Why do we need the estate tax?
- It prevents concentrations of wealth
and power and promotes democracy. Huge family fortunes have been shown to distort our
economy and damage our democratic process - this is the main
reason the estate tax was enacted in the first place. The estate
tax raises a good deal of money without affecting 98 percent
of us, encourages charitable giving and promotes America's core
economic and democratic values. More...
- It is fair. The estate tax closes loopholes in the tax system
that would otherwise allow unrealized capital gains income to
never be taxed. It is also the most progressive federal tax,
which taxes those who are most able to pay. According to a 2001
report by the Center on Budget and Policy Priorities, "The
[estimated] 64,000 estates that would otherwise be subject to
the estate tax would receive a tax cut of $55 billion in 2010
as a result of the repeal of the estate tax. This is equal to
the total tax cut from all of the provisions of the Bush plan
that would be shared by some 103 million families - the bottom
74 percent of U.S. families when all families are ranked by income.
Approximately 192 million people- those who live in these 103
million families - would share total tax cuts equal to the amount
of tax reductions that the 64,000 estates would receive."
- It encourages charitable giving. Roughly one-third of private
foundation revenue comes through estate tax giving. The Congressional
Budget Office estimates that repeal of the estate tax would cut
charitable giving by $12 to $24 billion annually.
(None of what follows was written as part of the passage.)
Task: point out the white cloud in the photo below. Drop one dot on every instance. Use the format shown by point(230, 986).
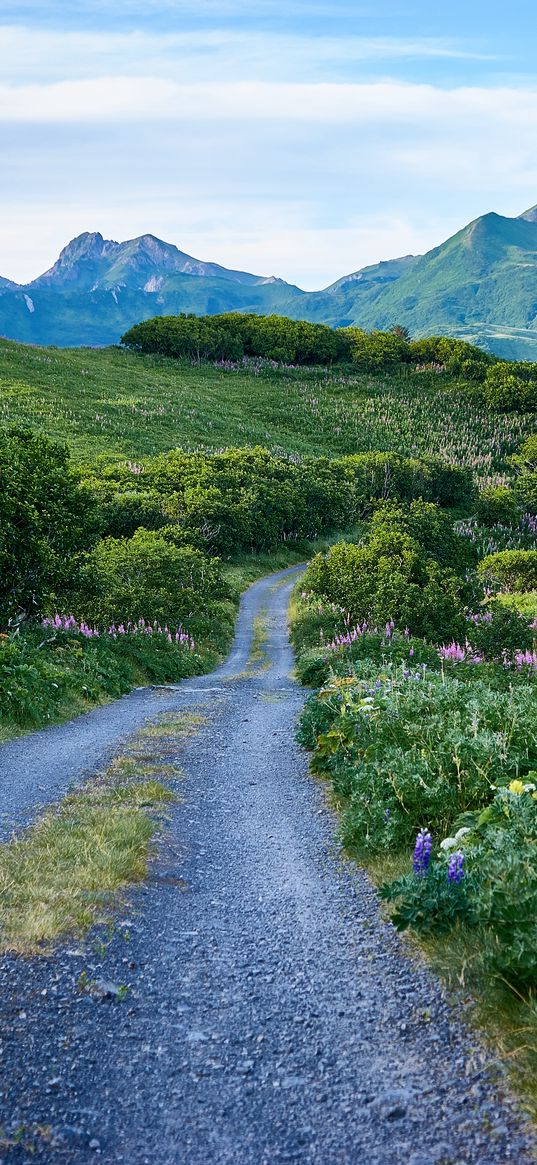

More...
Higher education institutions, museums, religious groups, and many human
service organizations would be directly affected if the estate tax is repealed.
(OMBWatch, "Repeal of Estate
Tax to Harm Nonprofits and Service Delivery," 2001; More...)
One way that citizens contribute to the common good is through
paying taxes. Economic Justice for All , a statement by the U.S.
Catholic Bishops states: "The tax system should be structured
according to the principle of progressivity so that those with
relatively greater financial resources pay a higher rate of taxation." (#202)
The federal estate tax is the most progressive feature and an integral
part of our federal tax system. Permanent repeal of the estate
tax would be irresponsible given the massive deficit that our nation
is now carrying and human needs that remain unmet in our communities.